DPG: Your work evokes a special sensitivity in storytelling. Would do you set out to achieve with your photography or film?

MT: I just want to be cool by association through pointing a camera at people who are doing rad things! I’ve found that the more I move away from focusing on surfing, the more I notice people who are doing equally amazing things in the ocean that may not involve a surfboard or even riding waves. I have faith in the actual stories inspiring others to take away something they may not have realized before—like energy from the ocean in Pamoja, or the sense of adventure in West Away, or strength through teamwork and a little out-of-the-box thinking in Duct Tape Surfing. When it comes down to it, people left to follow their dreams and passions are pretty darned inspirational.
 


 

DPG: How did you become interested in underwater film and photography? Which do you prefer?

MT: My big idea upon leaving high school was to travel the world making surfing films. My mum gave me a Mini DV camcorder, co-signed the load on a funky 700MHz aqua iMac for me to edit from, and gave me a few hundred bucks to make it to the other side of the country to chase the swell through autumn. A few years later I realised that my films were being lost in the void of every other kid with a dream and a camera, and weren’t even touching the big guys like Taylor Steele and Ian Stewart, so I looked to having something more tangible than a VHS tape full of raw footage after each trip. This is way before iPhones and even iPods, so we always needed a TV to watch footage. My dad bought me a Canon SLR for my 21st birthday. After this I’d switch between video and photos depending on what the waves were like or if I had money to develop the slide film—Mini DV was cheaper.

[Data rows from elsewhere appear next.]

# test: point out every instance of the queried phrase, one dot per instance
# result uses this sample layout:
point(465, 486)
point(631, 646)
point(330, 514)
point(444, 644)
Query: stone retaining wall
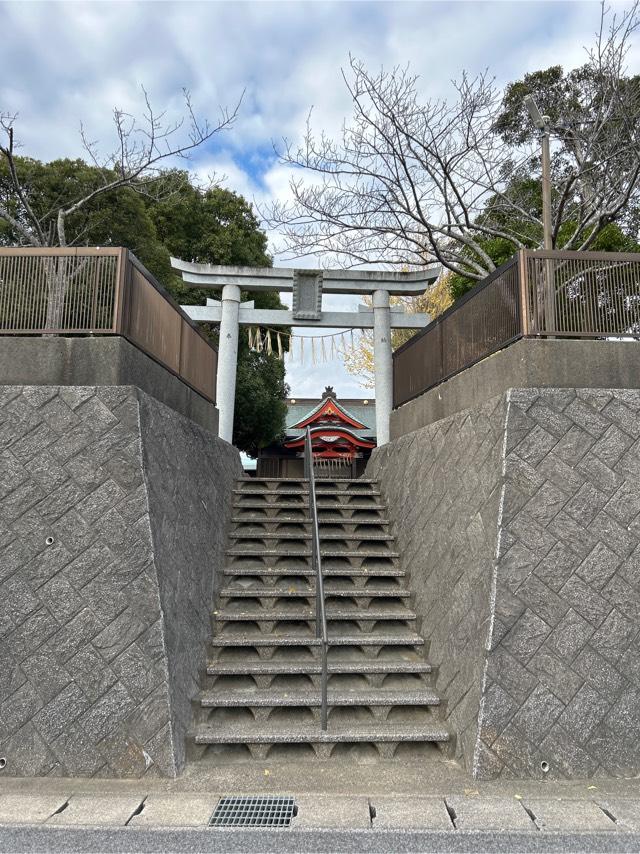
point(113, 516)
point(519, 525)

I still don’t have a preference. Recently I DP’d a shoot in the Maldives for which we had a photographer, so I didn’t need to worry about photos, but I still found myself switching between the two during off moments and shooting some slow-shutter motion blur or time lapse—something that I couldn’t achieve primarily with the video camera.
 


 

DPG: Other films you have made that our readers should watch?

MT: My personal favourite is West Away, about two good mates roaming the coastline of the place I feel the most at home in South Australia. The 10-day trip had its fair share of ups and downs, which is reflected in both the mood of the footage and the tone of their interviews. No matter how much time has passed, watching that film brings me straight back into the moment. My favourite commissioned film is Jackson, a simple story of a Tanzanian boy who wasn’t allowed to study at school but progressed through a community center, then high school, before graduating top of his class. His dedication to study was an eye-opener for me.
 


 

DPG: Next projects?

MT: I’m directing a few TV commercials over the next month to pay for another trip to the Cook Islands to see what comes out of it—the last time I was there the Mare Vida series somehow emerged unexpectedly. I want to explore underwater sound; the Islands have a certain creativity to them I want to get back to. Then I’m taking a month away from the ocean to work with a sustainable travel organization in Nepal on a 20-day hike. I can’t remember the last time I was away from the ocean for that long, so the mountains had better be really cool!